Erst drei Wochen weilte ich auf Pavol, und schon behauptete mein Onkel, ich habe mich so verschönert, daß mich mein Pfarrer gar nicht mehr erkennen würde, wenn er mir begegnete. Er verglich mich mit einer lebenskräftigen Pflanze, die auch in schlechtem Erdreich weiter kommt, weil sie gut geartet ist, deren Schönheit sich aber plötzlich in unglaublicher Weise entfaltet, sobald sie in einen ihrer Natur entsprechenden Boden verpflanzt wird.

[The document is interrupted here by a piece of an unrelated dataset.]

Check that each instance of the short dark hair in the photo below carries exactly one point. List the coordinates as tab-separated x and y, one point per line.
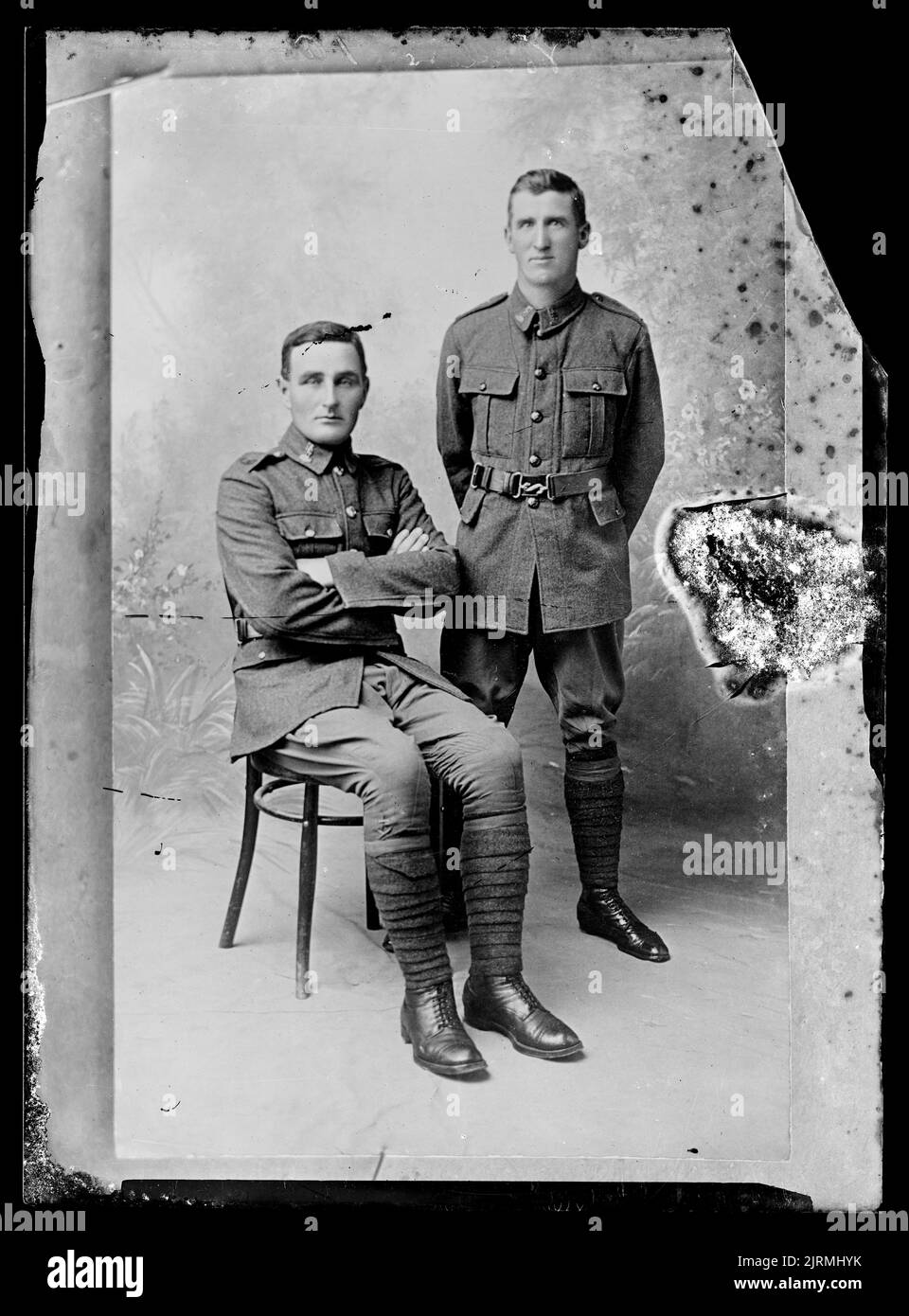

Wenn ich mich im Spiegel betrachtete, konnte ich mir nicht verhehlen, daß meine braunen Augen feuriger, mein Mund frischer geworden waren, und daß meine südliche Gesichtsfarbe einen zarten, rosigen Schimmer angenommen hatte, was eine lebhafte Befriedigung in mir hervorrief.

Trotzdem mußte ich schon wenige Tage nach jenem Gabelfrühstück die unzweifelhafte Entdeckung machen, daß ich mich in meiner Naivetät gröblich getäuscht hatte, als ich annahm, Herr von Conprat sei in mich verliebt. Allein ich war nicht pessimistisch angelegt und suchte schleunigst allerlei Vernunftsgründe hervor, um mich zu trösten. Ich sagte mir, daß unmöglich alle Herzen gleich geartet sein können, daß, wenn die einen sofort Feuer fingen, den andern auch das Recht zustand, zu überlegen und zu beobachten, ehe sie sich entflammten, und daß Herr von Conprat, wenn er mich auch jetzt noch nicht liebte, dies doch unfehlbar eines Tages thun werde, da zwischen unsern gegenseitigen Neigungen und Charakteren eine große Uebereinstimmung bestand. Auf diese Weise wurde meine Ruhe, obgleich die Enttäuschung groß gewesen war, während geraumer Zeit nicht ernstlich gestört und ich lebte heiter dahin in dieser all meinen Neigungen sympathischen Umgebung und wärmte mich an meinem Glück wie eine Eidechse in der Sonne.

Meine Cousine war sehr musikalisch, und der Major, der die Musik leidenschaftlich liebte, kam jede Woche mehrmals nach Pavol, wobei ihn sein Sohn regelmäßig begleitete. Außerdem stand ihm das Haus schon durch seine Kindheitsbeziehungen zu Blanche und die Verwandtschaft der beiden Familien stets offen. Uebrigens sah mein Onkel diesen vertraulichen Verkehr sehr gern, denn trotz seiner Paradoxen über die Ehe wünschte er, in Uebereinstimmung mit dem Major, sehnlichst seine Tochter mit Herrn von Conprat verheiratet zu sehen, da mehr als ausreichende Gründe vorlagen, ihn als eine außergewöhnliche Partie erscheinen zu lassen.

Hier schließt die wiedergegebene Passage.